The theme was on ‘the work’ that stories do, but the bulk of the papers and presentations focussed helpfully on the question of why some stories and story types last over centuries, migrating across media platforms, adapting and mutating as they go, whilst others just languish in one form or in one era, trapped by technology or fashion or socioeconomics – or just set within a dead or dying culture – Online Caroline, anyone? 😉
The opening session set the tone, highlighting a number of story models, characters and narratives from the past that one might call ‘classic’ in terms of their ability to survive despite changes in media technology, distribution and consumption over the ages.
Awareness of literary traditions was stressed (sometimes to the point of fustiness IMHO…). For example, moderator David Thorburn of MIT: “People who are oblivious to Don Quixote will never tell great stories in the digital realm.”

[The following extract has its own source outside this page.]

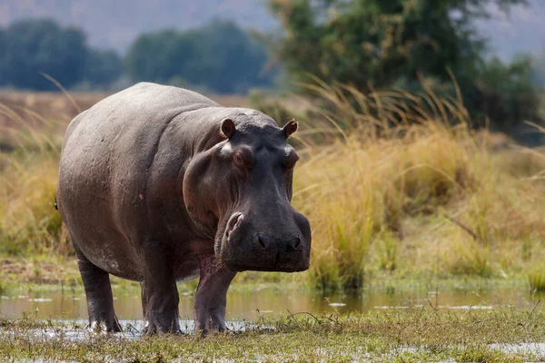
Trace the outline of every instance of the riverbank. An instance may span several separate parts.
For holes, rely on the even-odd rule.
[[[380,314],[288,315],[202,338],[88,332],[78,322],[0,319],[0,358],[76,361],[545,360],[545,313],[426,309]]]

Thomas Pettitt talked about murdered sweetheart ballads and our collective ‘need’ for femicidal narratives (?!). He showed how these stories started as judicial documents morphed into journalistic stories, became cheaply printed news ballads and then were performed as song. “Stories sold to be sung, and sung to be sold,” he noted. (Note to self – could this be a way of thinking about a mobile narrative of the near future – turning news stories into songs/karaoke?)

Richard Howells presented a slick run-through all the different ways the Titanic story has been sliced and diced over the years – culminating not just in an overblown James Cameron film, but in weirder and more pervasive forms such as postcards, songs, advertising, tea-towels and even jewellery – a pendant containing coal salvaged from the wreck. (Note to self – think of talismanic wearables as part of interactive narrative.)
Janet Staiger wrapped up the session with a talk on the migration of characters and their ‘motifs’ out of away from their original narrative context. For example, Cinderella never quite escapes her story, since you never get her ‘starring’ in another narrative (although her appearance can be ‘re-themed’ as it were so she can become Goth Cinderella or Porn Cinderella). Sherlock Holmes though can take part in all manner of different stories – as long as his basic motifs don’t go missing: the deerstalker, the spyglass, the pipe…
Much discussion about Superman and Smallville: how and when does Clark Kent manage to live without his key motifs – the flying pose, the logo and the ‘tights and underpants’ look?
Note to self – do ‘interactive narratives need character motifs and story formulas in order to ‘work’?